Def go to your GP and ask if there is any coucilling available, probably not but it is worth having lodged on your record that you are obviously struggling with anxiety that is more than norm. Then if anything in the future was to happen it to get worse, the record is there. Mental health services are useless - not only useless, but heart hearted and denigrating - and I would advise staying away from secondary mental health services if at all possible, but there are some services available through primary care. Just, from bitter experience, avoid trying to tackle the problem with meds, they might provide short term relief but even the more benign ones will lead you down a road of mental fog that might not be apparent in the short term but will be a hindrance and a trap in the long run.
I think that appleHEAD has given you the best advice, both from the point if view of dealing with it in th moment and rooting it out so that it doesn't re occur - you need to process the things that are causing the anxiety. At least you are fairly sure if the cause - the reminder of mortality. The thing that strikes me most is that the fear largely stems from what would happen to those you leave behind. Find ways to reassure yourself that there are security nets in place, such as friends and family, that would rally round should worse come to worse. Plus that worst is unlikely to come to worst. Consciously think this through to yourself, and consciously think through how it can be mitigated.
And, it will probably pass. Keep the little pit of strength that we all gave inside us ploughing on through until such a time as things are easier, it can be done.
Keep the appreciation of life, keep planning ahead and appreciating the present, and just be mindful of finding ways to put little safety nets in place should worse come to worse - ie who would take care of your children, talk it through with those involved.
As for sleep, I have 2 tricks that doesn't seem to fit with the normal advice but works for me, not always but often. Relaxation techniques etc. do not work for me - that us when the pounding heart, hot sweats and racing thoughts and restlessness will drive through me.
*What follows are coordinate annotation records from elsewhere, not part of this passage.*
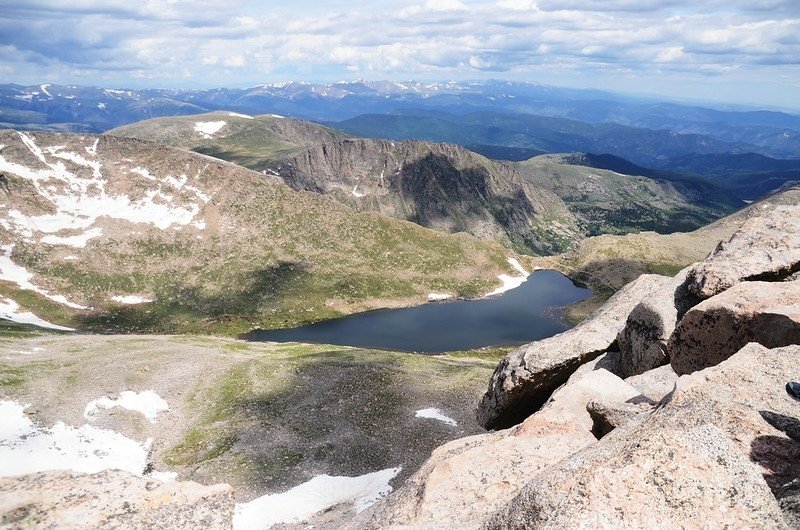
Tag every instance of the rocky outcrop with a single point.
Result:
(111, 499)
(712, 331)
(466, 480)
(766, 247)
(654, 384)
(713, 452)
(643, 341)
(440, 186)
(607, 416)
(526, 377)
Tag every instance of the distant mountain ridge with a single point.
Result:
(117, 234)
(91, 109)
(446, 187)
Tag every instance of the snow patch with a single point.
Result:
(435, 414)
(78, 241)
(316, 495)
(437, 297)
(93, 150)
(28, 448)
(11, 272)
(510, 282)
(10, 310)
(147, 402)
(131, 299)
(80, 200)
(208, 128)
(514, 263)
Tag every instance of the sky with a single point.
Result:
(739, 51)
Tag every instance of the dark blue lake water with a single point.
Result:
(530, 312)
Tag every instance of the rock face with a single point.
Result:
(440, 186)
(466, 480)
(654, 384)
(713, 453)
(766, 247)
(111, 499)
(607, 416)
(527, 376)
(643, 340)
(712, 331)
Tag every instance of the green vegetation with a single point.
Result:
(274, 416)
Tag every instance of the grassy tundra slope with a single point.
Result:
(113, 234)
(250, 141)
(262, 417)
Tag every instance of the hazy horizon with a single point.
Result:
(725, 53)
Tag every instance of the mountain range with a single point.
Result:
(531, 205)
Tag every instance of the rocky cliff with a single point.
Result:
(440, 186)
(117, 234)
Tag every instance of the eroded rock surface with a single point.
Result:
(111, 499)
(527, 376)
(656, 383)
(466, 480)
(643, 341)
(607, 416)
(766, 247)
(712, 331)
(716, 453)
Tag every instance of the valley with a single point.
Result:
(294, 296)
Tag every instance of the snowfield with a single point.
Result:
(318, 494)
(80, 201)
(11, 272)
(147, 402)
(435, 414)
(27, 448)
(510, 282)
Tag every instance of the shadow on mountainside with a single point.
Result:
(271, 423)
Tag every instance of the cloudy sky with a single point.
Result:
(716, 50)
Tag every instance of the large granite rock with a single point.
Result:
(466, 480)
(111, 499)
(766, 247)
(607, 416)
(712, 331)
(656, 383)
(643, 341)
(526, 377)
(713, 453)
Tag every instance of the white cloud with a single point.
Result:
(111, 42)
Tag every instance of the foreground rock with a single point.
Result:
(766, 247)
(466, 480)
(712, 331)
(527, 376)
(643, 341)
(656, 383)
(713, 453)
(111, 499)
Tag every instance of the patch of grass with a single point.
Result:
(200, 445)
(11, 376)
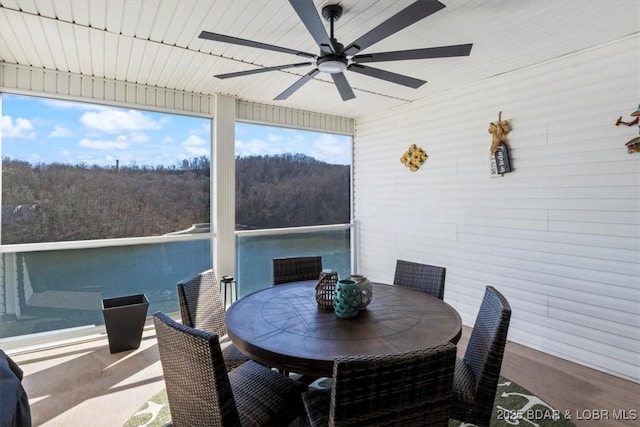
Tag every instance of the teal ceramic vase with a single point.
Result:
(347, 299)
(365, 287)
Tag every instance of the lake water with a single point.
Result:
(64, 289)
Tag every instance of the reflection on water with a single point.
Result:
(53, 290)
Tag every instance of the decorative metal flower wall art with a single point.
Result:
(414, 157)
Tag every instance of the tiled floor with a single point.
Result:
(84, 385)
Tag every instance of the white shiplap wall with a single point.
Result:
(559, 236)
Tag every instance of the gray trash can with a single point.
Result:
(124, 318)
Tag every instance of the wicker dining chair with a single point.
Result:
(294, 269)
(201, 392)
(477, 373)
(201, 307)
(402, 389)
(421, 277)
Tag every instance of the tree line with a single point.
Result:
(62, 202)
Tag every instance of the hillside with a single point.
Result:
(60, 202)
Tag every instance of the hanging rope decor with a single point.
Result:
(414, 157)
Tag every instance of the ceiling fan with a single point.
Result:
(334, 58)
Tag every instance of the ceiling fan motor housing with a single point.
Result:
(332, 64)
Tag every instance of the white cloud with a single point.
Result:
(20, 128)
(331, 149)
(195, 146)
(59, 132)
(120, 143)
(115, 120)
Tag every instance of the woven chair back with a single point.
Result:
(198, 387)
(422, 277)
(411, 388)
(295, 269)
(201, 305)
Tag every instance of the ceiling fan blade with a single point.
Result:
(410, 15)
(343, 86)
(426, 53)
(387, 75)
(297, 85)
(250, 43)
(307, 12)
(261, 70)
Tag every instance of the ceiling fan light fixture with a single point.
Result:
(332, 64)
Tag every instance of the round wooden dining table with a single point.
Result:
(283, 327)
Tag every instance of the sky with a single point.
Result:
(40, 130)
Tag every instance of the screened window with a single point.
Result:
(76, 171)
(290, 177)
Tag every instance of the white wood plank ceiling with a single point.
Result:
(155, 42)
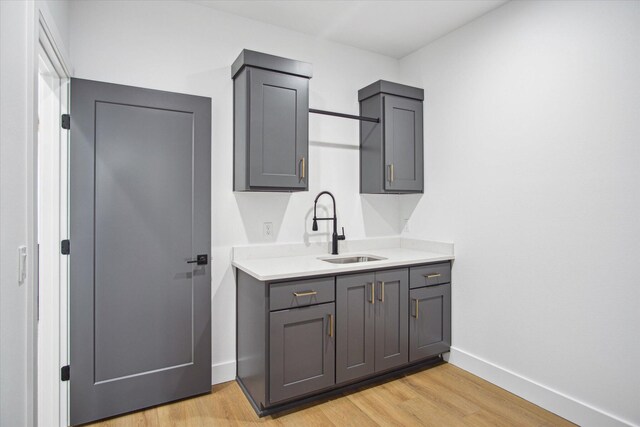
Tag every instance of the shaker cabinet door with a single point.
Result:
(403, 144)
(355, 306)
(430, 321)
(278, 130)
(301, 351)
(391, 348)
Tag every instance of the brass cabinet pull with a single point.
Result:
(305, 294)
(331, 325)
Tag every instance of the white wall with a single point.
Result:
(13, 207)
(189, 48)
(532, 154)
(18, 41)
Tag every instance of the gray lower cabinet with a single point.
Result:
(271, 121)
(391, 151)
(355, 306)
(301, 351)
(371, 335)
(392, 319)
(298, 338)
(430, 323)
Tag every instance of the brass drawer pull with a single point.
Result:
(305, 294)
(303, 169)
(331, 325)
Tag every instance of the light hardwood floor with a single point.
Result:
(440, 396)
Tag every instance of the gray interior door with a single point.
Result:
(140, 313)
(430, 323)
(279, 129)
(301, 351)
(355, 306)
(403, 144)
(391, 319)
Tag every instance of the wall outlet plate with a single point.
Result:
(267, 230)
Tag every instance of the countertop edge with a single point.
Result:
(374, 265)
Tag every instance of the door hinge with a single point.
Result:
(66, 121)
(65, 373)
(65, 247)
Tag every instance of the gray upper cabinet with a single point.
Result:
(391, 152)
(271, 123)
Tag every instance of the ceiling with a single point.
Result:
(392, 28)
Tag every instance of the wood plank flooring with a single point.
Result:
(441, 396)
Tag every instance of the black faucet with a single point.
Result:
(335, 236)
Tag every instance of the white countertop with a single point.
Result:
(280, 264)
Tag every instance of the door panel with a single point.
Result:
(301, 351)
(391, 319)
(140, 208)
(278, 129)
(355, 333)
(430, 325)
(403, 144)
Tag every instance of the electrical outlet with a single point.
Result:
(267, 230)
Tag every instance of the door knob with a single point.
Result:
(202, 259)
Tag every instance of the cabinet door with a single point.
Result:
(430, 322)
(355, 306)
(301, 351)
(403, 145)
(278, 130)
(391, 348)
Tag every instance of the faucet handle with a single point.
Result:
(342, 236)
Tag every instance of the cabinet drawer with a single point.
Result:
(429, 275)
(301, 293)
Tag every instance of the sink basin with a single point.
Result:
(352, 259)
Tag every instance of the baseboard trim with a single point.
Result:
(223, 372)
(559, 403)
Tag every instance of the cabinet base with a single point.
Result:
(344, 389)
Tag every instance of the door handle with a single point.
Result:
(202, 259)
(373, 292)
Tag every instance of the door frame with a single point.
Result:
(45, 42)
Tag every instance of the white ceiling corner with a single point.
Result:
(391, 28)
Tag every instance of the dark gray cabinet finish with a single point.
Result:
(355, 309)
(429, 275)
(301, 351)
(391, 152)
(391, 319)
(372, 323)
(300, 338)
(271, 121)
(301, 293)
(430, 323)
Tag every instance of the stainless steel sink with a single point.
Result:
(352, 259)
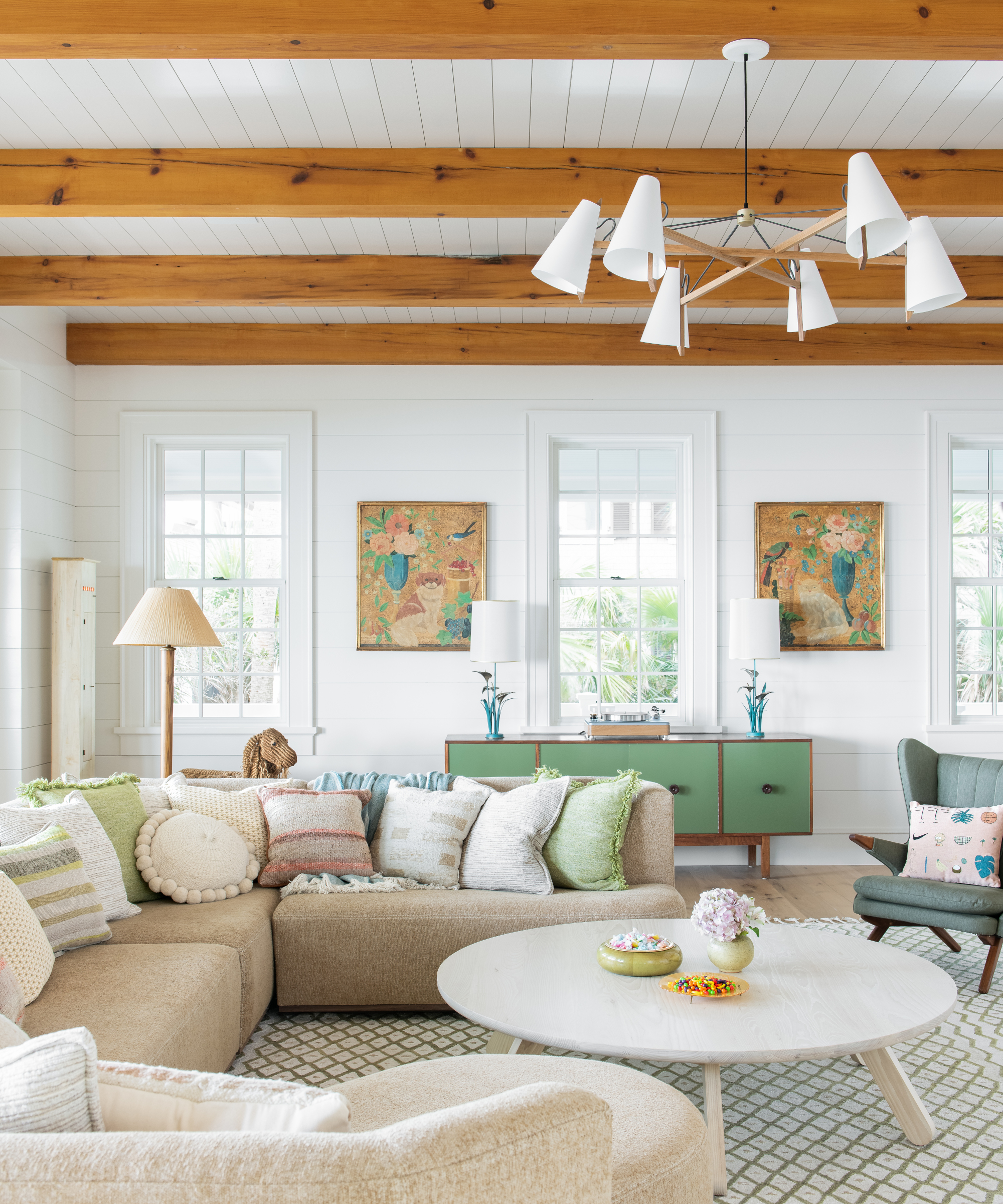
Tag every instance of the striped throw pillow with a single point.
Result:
(49, 871)
(313, 832)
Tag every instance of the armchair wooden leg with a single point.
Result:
(992, 958)
(955, 948)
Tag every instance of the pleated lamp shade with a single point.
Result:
(494, 633)
(638, 234)
(754, 630)
(566, 262)
(168, 618)
(931, 281)
(815, 308)
(870, 203)
(662, 326)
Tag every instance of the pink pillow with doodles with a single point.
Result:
(955, 844)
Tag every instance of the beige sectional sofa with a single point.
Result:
(185, 986)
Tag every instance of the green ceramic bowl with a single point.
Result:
(637, 962)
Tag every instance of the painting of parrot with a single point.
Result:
(777, 552)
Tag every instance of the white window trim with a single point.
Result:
(139, 437)
(698, 434)
(943, 426)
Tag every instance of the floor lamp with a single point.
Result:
(168, 619)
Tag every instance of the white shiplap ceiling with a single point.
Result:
(509, 103)
(357, 103)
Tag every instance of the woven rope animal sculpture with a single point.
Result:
(266, 756)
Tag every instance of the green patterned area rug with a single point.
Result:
(805, 1132)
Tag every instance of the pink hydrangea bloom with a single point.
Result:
(724, 914)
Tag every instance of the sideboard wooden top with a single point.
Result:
(683, 738)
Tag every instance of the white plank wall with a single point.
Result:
(791, 434)
(37, 523)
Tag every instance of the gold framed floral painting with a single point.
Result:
(421, 567)
(825, 564)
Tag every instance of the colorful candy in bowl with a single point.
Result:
(638, 954)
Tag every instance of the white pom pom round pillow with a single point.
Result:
(194, 859)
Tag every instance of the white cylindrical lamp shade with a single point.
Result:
(566, 262)
(870, 203)
(754, 630)
(931, 281)
(638, 234)
(662, 326)
(494, 633)
(815, 308)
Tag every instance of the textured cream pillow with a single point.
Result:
(155, 1100)
(50, 1085)
(239, 808)
(505, 848)
(421, 832)
(23, 941)
(194, 859)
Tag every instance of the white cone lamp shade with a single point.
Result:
(815, 308)
(931, 281)
(566, 262)
(662, 326)
(754, 630)
(638, 234)
(870, 203)
(168, 619)
(494, 633)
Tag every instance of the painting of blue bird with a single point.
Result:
(777, 552)
(461, 535)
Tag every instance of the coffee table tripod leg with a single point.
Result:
(901, 1096)
(501, 1043)
(714, 1115)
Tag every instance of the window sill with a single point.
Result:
(218, 727)
(965, 729)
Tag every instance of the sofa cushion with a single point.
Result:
(244, 924)
(648, 1115)
(324, 943)
(160, 1004)
(937, 896)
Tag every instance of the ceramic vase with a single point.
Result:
(732, 956)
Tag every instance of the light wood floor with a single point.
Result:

Anxiety is your body's way of trying to get you alert and up and rolling to deal with problems
- so get up, if it comes, and use the moment to do some problem solving, if you can. Even if you dont get any really useful conclusion from it, the fact that you have put some effort in towards at least trying, ,might settle your subconscious enough that the matter is in hand, as it were. Roll with the anxieties attempt to raise hyper alert chemicals in your body and try yo put it to good use
This isnt always possible, especially when one is dead tired and too mushed to think well at all. You need to recognise when you are just not thinking clearly.
So the second trick, which I use every night to get to sleep, with more frequent success than not, which is a miracle after over a year of severe insomnia, is to use the heightened state of anxiety to attempt to hone one's powers of focus. Instead of trying to relax, I try to see the heightening of anxiety as an energy to harness to use to focus my mind, and so I use that to focus really hard on blanking my mind, or focussing on the word 'sleep' pictured in my mind. It isnt easy and does not always work and is quite a knack to get, takes some practice, but it certainly works better than trying relaxation per se. I have also found that really tensing my diaphragm and core muscles at the bottom of each breathe gives me a sense of having guts and inner pit of strength to deal with shit, that tension actually helps the rest of me, more outer muscles, to loose tension and let me free of some of the physical symptoms of anxiety and often gets me a better nights sleep
Might be a load of bollocks, but might help, hope it does!